The qualifying income-related benefits for the £25 Cold Weather Payments are Pension Credit, Income Support, income-based Jobseeker’s Allowance, income-related Employment and Support Allowance, and Universal Credit. There are additional qualifying conditions that have to be met to receive the payment.


Written Question
Coronavirus Business Interruption Loan Scheme
Monday 14th March 2022

Asked by: Emma Lewell (Labour - South Shields)

Question to the HM Treasury:

To ask the Chancellor of the Exchequer, what guidance he has provided to banks, financial services and providers regarding early termination fees for Coronavirus Business Interruption Loan Schemes.

Answered by John Glen

For Bounce Back Loan Scheme, early repayment is permitted at any stage, without early repayment fees.
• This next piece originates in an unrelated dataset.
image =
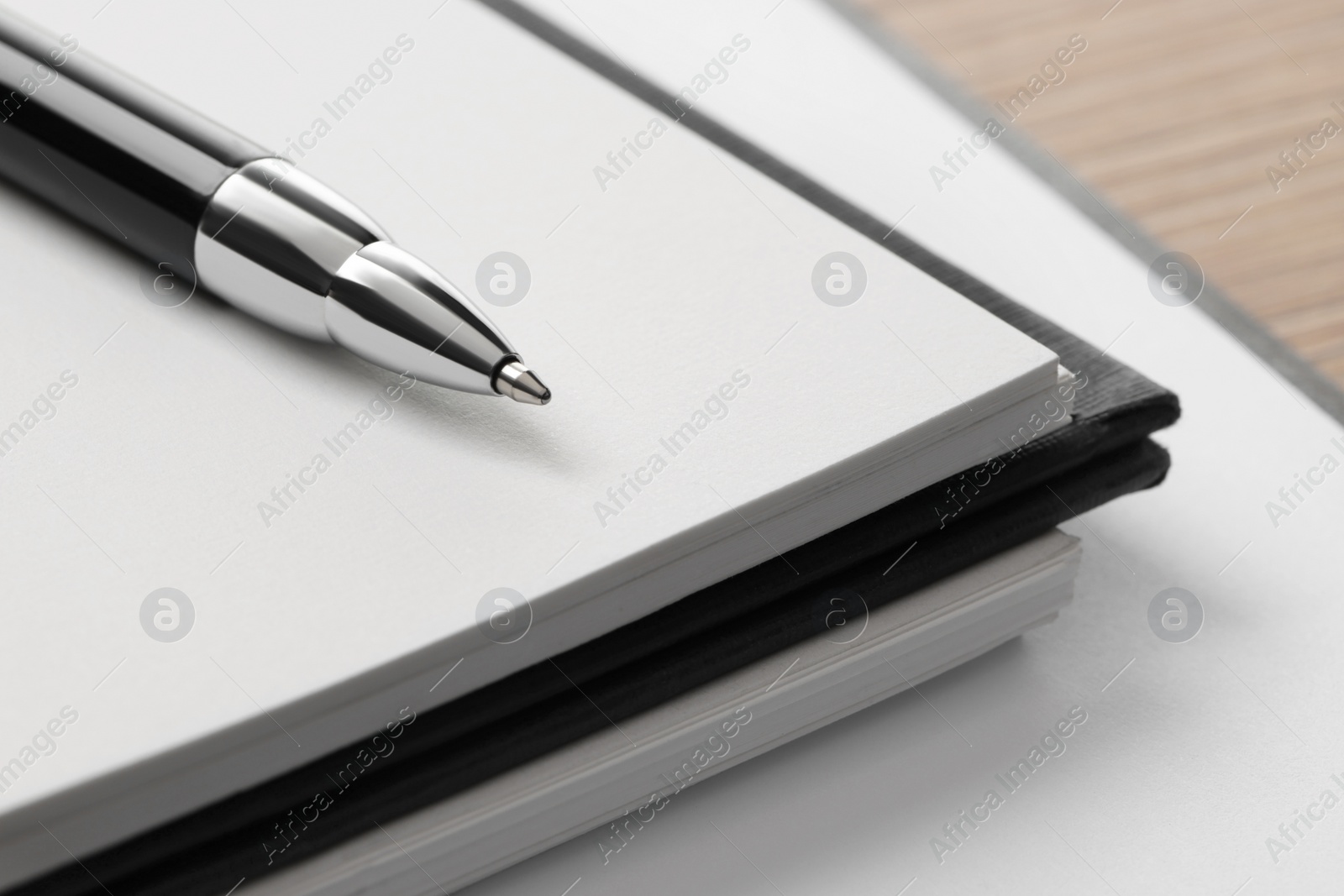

For CBILS and CLBILS, as the loan are written in line with lenders’ commercial processes, there is no rule against lenders charging early repayment fees.


Written Question
Infrastructure: Expenditure
Tuesday 8th February 2022

Asked by: Emma Lewell (Labour - South Shields)

Question to the HM Treasury:

To ask the Chancellor of the Exchequer, how much has been spent on infrastructure per capita by the Government in (a) London, (b) the North East and (c) South Shields in each year from 2010 to 2022.

Answered by Helen Whately - Shadow Secretary of State for Work and Pensions

The government is committed to delivering a revolution in the UK's infrastructure. Spending Review 2021 delivers the government’s plans, first set out at Spring Budget 2020, to invest over £600 billion in gross public sector investment over this Parliament, reaching the highest sustained levels of public sector net investment as a proportion of GDP since the late 1970s.

The government has been taking action to level up the North East as set out in the recently published Levelling Up White Paper. This includes the announcements from the Spending Review and Autumn Budget 2021 of £310 million over five years to transform local transport networks in the Tees Valley for schemes such as upgrading Middlesbrough and Darlington stations and improving local rail links, £100 million through the Levelling up Fund for 5 projects in the Norther East and £600,000 through the Community Ownership Fund for two projects in North Shields and Whitley Bay.

A regional breakdown for total current and capital identifiable expenditure per head, from 2016-17 to 2020-21 can be found at https://www.gov.uk/government/statistics/country-and-regional-analysis-2021/country-and-regional-analysis-november-2021.


Written Question
Public Sector and Social Services: Finance
Monday 22nd November 2021

Asked by: Emma Lewell (Labour - South Shields)

Question to the HM Treasury:

To ask the Chancellor of the Exchequer, whether the Government is taking steps to make it easier for (a) charities, (b) local governments, (c) universities and (d) other service providers to remunerate people to give their feedback on public and social services that those people rely on for the purposes of helping to improve those services.

Answered by Simon Clarke

As set out in Managing Public Money, it is good practice to use customer feedback in evaluating the quality of services provided to the public. Spending decisions by central government bodies on remuneration for provision of feedback may be permitted where such spending is regular, proper, feasible and value for money.

At Autumn Budget and Spending Review 2021 the government published an updated set of priority outcomes and metrics. These capture the real-world impacts for the public that departments have committed to achieve, including metrics that track user satisfaction with public services. The full list of priority outcomes and metrics can be found here.